If you have any of the above symptoms, it is important to get it checked by a dentist to understand the oral issues and its ramifications in the body.
Why should I consult a dentist for these conditions?
Many of these conditions do not have a definitive treatment and need a proper management to lessen the symptoms.
The mouth might be the first area where the signs / symptoms of these conditions are seen. Thus, if you see any of the above symptoms, it is extremely important to get it evaluated, as an early evaluation will result in a better long term result of the condition.
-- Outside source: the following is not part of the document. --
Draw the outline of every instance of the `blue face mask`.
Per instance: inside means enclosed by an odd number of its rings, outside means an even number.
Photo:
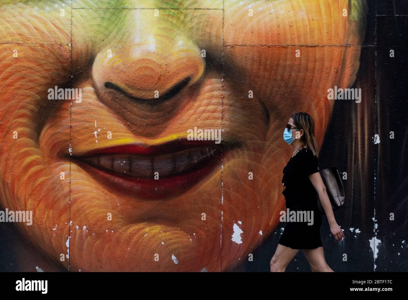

Can a dentist help in treating these conditions?
YES. The dentist themselves, or with a team of other doctors can help you resolve/ manage these conditions at the earliest.
As an example, if the dentist observes that you have severe gum disease, they would treat the gum disease AND refer you for a blood test to check for diabetes. An early diagnosis of diabetes with improved blood sugar control would prevent multi organ damage that is a result of longstanding uncontrolled diabetes.